Derry City of course has a contested past. The once largely Presbyterian town ceased to be a majority Protestant citadel by the mid-19th century with the mass influx of Catholic labourers to work in the port and the world famous shirt-factories that once clothed the British Empire. (The gargantuan Tillie and Henderson factory was even denounced by Marx in Das Kapital.) Partition cut off the city from its natural hinterland in the Inishowen peninsula, impacting both communities. Derry boys, returning from the Great War, who had fought side by side at Messines (Fountain Protestants in the 36th Ulster and Bogside Catholics in the 16th Irish) now battled one another in a deeply scarred city. The first nationalist mayor was elected in 1920 and self-interested unionist grandees responded by gerrymandering local elections to restore their control of the corporation. There followed decades of discrimination against Catholics in housing and employment, with but little more interest shown in the Protestant residents of the then densely populated Fountain.

54 years ago, the old Stormont state’s woeful and disproportionate mishandling of an Apprentice Boys’ march unleashed the Battle of the Bogside and pushed Northern Ireland to the edge of the abyss. Some mindless loyalist marchers on Derry’s Walls threw coins down at Bogsiders and some nationalist hecklers responded with pre-prepared Molotov cocktails. The police acted in a partisan manner by siding with the loyalists. Some republicans had wanted to use the civil rights campaign to launch a revolution and hardline unionists had predictably ensured this eventuality. The fuse was lit and the fire would rage for the next three decades.

Derry is also synonymous with Bloody Sunday, an outrage that radicalised a generation of the disadvantaged in the Bogside, Shantallow and Creggan and swelled the ranks of the provos. Yet, throughout the conflict the colossus that was John Hume offered a much better vision of the future in the city that was the cradle of the Civil Rights movement, refuting claims that there was no alternative to violence. It is incontestable that, back then, Derry Catholics preferred Hume to McGuinness.

Bloody Sunday accelerated the exodus of 12,000 Protestants from the West Bank of the Foyle, fleeing provo bombs, bullets and intimidation to the safe havens and better housing on offer in the Waterside, Newbuildings, Limavady and Coleraine. A drift that had started before the Troubles began had first spiked after William King was kicked to death in August 1969. (This is all clearly documented in the investigation into the Protestant Exodus that was carried out by the Pat Finucane Centre, a report that is viewed by many Derry Protestants as a whitewash.) The very deliberate targeting of Protestant policemen and businesses, located on the Cityside, also took its toll. The vastly reduced Cityside Protestant remnant once again felt it was under siege.

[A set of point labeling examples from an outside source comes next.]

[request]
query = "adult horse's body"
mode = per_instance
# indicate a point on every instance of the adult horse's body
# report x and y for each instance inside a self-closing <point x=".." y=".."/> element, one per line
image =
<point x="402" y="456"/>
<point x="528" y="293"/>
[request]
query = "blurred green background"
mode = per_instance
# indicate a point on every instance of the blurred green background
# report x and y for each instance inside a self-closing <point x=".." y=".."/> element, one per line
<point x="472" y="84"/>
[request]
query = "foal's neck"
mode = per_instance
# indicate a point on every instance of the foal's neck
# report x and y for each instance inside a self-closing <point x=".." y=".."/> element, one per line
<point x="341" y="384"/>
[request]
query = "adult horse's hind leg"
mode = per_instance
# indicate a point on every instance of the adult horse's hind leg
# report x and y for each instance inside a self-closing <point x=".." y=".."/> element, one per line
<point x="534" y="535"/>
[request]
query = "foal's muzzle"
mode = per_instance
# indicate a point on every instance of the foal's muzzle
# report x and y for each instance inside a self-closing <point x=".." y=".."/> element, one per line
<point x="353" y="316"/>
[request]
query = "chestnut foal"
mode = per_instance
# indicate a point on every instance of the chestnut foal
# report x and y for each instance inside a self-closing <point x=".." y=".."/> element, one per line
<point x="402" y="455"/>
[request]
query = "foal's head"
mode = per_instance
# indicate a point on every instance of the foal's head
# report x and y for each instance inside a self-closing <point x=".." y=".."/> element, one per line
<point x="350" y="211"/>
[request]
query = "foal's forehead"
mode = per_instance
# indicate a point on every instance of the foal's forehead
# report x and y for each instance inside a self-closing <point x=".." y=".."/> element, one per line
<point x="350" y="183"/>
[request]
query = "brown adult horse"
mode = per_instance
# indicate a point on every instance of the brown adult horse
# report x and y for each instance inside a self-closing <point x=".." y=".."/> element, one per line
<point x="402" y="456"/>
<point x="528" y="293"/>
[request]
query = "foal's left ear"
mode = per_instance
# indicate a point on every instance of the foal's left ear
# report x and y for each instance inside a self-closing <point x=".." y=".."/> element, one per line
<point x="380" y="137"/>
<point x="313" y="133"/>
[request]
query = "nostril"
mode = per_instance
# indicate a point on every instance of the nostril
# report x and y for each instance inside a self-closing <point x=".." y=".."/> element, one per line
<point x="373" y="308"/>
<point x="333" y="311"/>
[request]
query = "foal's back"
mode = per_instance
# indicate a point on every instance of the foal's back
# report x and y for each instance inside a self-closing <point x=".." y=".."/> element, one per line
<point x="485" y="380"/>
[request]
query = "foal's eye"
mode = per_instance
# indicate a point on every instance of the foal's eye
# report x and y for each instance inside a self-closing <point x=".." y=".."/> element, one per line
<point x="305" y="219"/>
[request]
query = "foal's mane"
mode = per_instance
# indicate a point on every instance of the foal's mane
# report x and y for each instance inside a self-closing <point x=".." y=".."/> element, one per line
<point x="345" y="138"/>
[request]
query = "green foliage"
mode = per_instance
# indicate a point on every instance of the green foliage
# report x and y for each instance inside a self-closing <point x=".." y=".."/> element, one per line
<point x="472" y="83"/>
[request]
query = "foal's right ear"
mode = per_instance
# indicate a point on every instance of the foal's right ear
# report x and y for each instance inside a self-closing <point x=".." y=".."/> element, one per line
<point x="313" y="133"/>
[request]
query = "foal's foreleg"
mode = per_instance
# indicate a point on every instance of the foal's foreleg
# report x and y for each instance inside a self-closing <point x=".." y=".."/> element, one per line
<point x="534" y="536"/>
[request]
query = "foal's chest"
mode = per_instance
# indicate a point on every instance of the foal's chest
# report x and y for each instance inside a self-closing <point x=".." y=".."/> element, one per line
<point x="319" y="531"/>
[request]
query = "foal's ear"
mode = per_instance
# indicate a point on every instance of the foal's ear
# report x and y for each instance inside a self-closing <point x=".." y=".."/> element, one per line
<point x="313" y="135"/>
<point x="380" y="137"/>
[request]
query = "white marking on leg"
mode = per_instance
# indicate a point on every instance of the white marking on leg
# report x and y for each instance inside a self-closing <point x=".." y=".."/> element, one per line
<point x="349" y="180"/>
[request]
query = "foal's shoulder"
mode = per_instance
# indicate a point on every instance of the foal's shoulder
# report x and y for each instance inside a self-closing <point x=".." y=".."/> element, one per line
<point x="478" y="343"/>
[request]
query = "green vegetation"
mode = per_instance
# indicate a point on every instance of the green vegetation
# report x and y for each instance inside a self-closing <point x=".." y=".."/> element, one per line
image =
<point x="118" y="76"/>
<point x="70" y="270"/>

The 31,000 Protestants who today live in Derry and Strabane City – the 2022 census records that 21% of the 150,000 residents are Protestant and 67% are Catholic – have a right to enjoy their various cultural expressions in the city they love. Many of them feel that they have been airbrushed out of the city’s narrative and that Catholics who reside in the overwhelmingly nationalist Cityside have little contact with or understanding of their perspective. The local agreement that has been in place for a number of years allows the Parent Clubs and bands (Derry Protestants) to parade around the walls to a solitary drumbeat. For some of these Maiden City Protestants it is their most important fraternal gathering of the year. During the Troubles it was often the only day that Waterside Protestants (cut adrift from their ancestral Cityside churches, cemetery and neighbourhoods) felt safe enough to cross the river, rather than shop on Spencer Road or in Limavady. My brothers and I had the run of the Waterside on our Grifter bikes, but we always instinctively removed our Ebrington Primary School ties when we were escorted across the bridge.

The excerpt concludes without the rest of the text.